Maraknya penyimpangan
Selain itu, masih ada lagi fitnah lainnya yang
tidak kalah mengerikan, yaitu munculnya berbagai macam aliran sesat dan ajaran
menyimpang. Hal itu sebagaimana telah dijelaskan oleh Rasulullah shallallahu
‘alaihi wa sallam di dalam hadits Hudzaifah yang bertanya kepada beliau, “Wahai
Rasulullah, dahulu kami berada dalam kejahiliyahan dan keburukan, kemudian Allah
menghadirkan kebaikan ini kepada kami. Apakah setelah kebaikan ini ada
keburukan?”. Maka beliau mengatakan, “Iya.” Lalu Hudzaifah bertanya,”Apakah
sesudah keburukan itu masih ada kebaikan?”. Maka beliau menjawab,”Iya, masih ada
namun ada kekeruhan di dalamnya.” Lantas Hudzaifah bertanya, “Apakah kekeruhan
itu?”. Maka beliau menjawab,”Yaitu suatu kaum yang mengambil petunjuk bukan
dengan petunjukku…” (HR. Bukhari [3606] dalam Kitab al-Manaqib). Sedangkan di
dalam riwayat Muslim disebutkan “Mereka mengikuti tuntunan bukan dengan
tuntunanku dan mengambil petunjuk bukan dengan petunjukku…” (HR. Muslim [1847]
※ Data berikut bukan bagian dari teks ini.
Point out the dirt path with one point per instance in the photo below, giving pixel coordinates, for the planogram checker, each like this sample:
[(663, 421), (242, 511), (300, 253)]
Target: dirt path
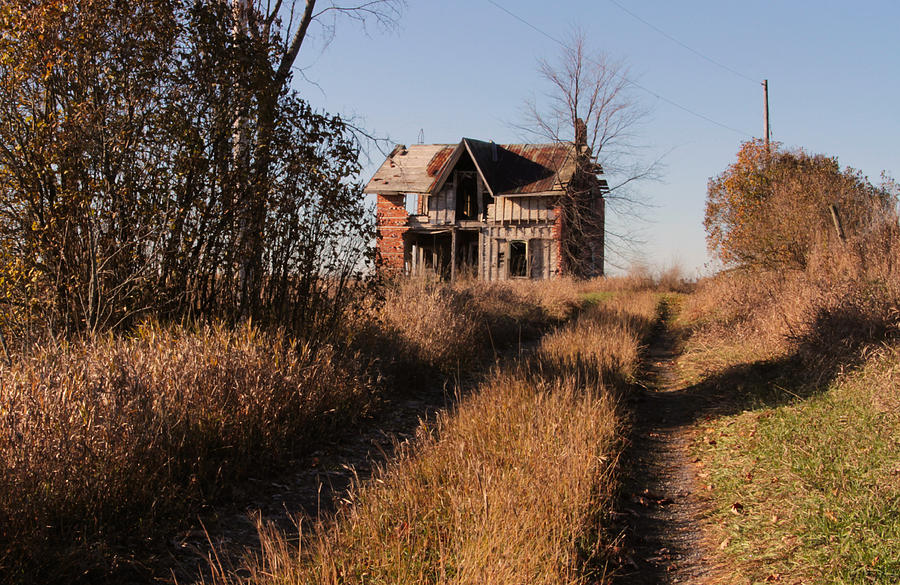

dalam Kitab al-Imarah). Lihatlah keadaan umat Islam di banyak tempat, mereka
disibukkan dengan ajaran-ajaran yang diada-adakan yang tidak Allah turunkan
perintah atasnya, bahkan Rasulullah shallallahu ‘alaihi wa sallam dengan tegas
melarangnya. Namun, peringatan hanya sekedar peringatan seolah-olah telinga
mereka tuli dan mata mereka telah membuta, na’udzu billahi min dzalik. Saking
banyaknya fitnah itu menyerang hati sampai-sampai mata mengering tidak lagi
mengalirkan air mata penyesalan atas dosa-dosanya.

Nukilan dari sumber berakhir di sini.